We’re watching for more clarity about what really went down, and whether Morales still commands the populist charm that kept him in office from 2006-2013.
It’s horse-trading season in Japan after shock election
Japanese Prime Minister Shigeru Ishiba is promising deep internal reforms to the Liberal Democratic Party after voters delivered what he called a “severe judgment” in Sunday’s elections, costing him the majority in the lower house of Parliament. The LDP has ruled since 1955 with only brief interruptions, but it lost 56 seats as voters expressed frustration with a funding scandal that has tarnished the party’s image with corruption and entitlement.
An unforced error?

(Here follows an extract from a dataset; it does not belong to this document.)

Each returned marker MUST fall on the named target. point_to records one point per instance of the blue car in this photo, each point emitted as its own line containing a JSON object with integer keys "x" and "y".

The PM only came to power on Oct. 1 in an internal party vote after his predecessor, Fumio Kishida, stepped down. Ishiba could have waited up to a year to call an election but wanted to win a mandate from voters quickly. A little patience might have paid off – and given him time to move away from the scandal and work on Japan’s sluggish economy.
What’s next? Ishiba has 30 days to form a coalition, and he will need to include an extra partner beyond traditional allies from the Komeito party. The most likely contender is the Democratic Party for the People, a fellow center-right party that saw its seat count rise from 7 to 28, but its leader is playing hardball. Yuichiro Tamaki says he would prefer to work with the LDP on an issue-by-issue basis — which would mean catering to his needs on every vote.
Will the US-Japan alliance suffer? Not likely. The alliance is a point of broad consensus in Tokyo, but plans to amp up Japanese defense may need to take a backseat.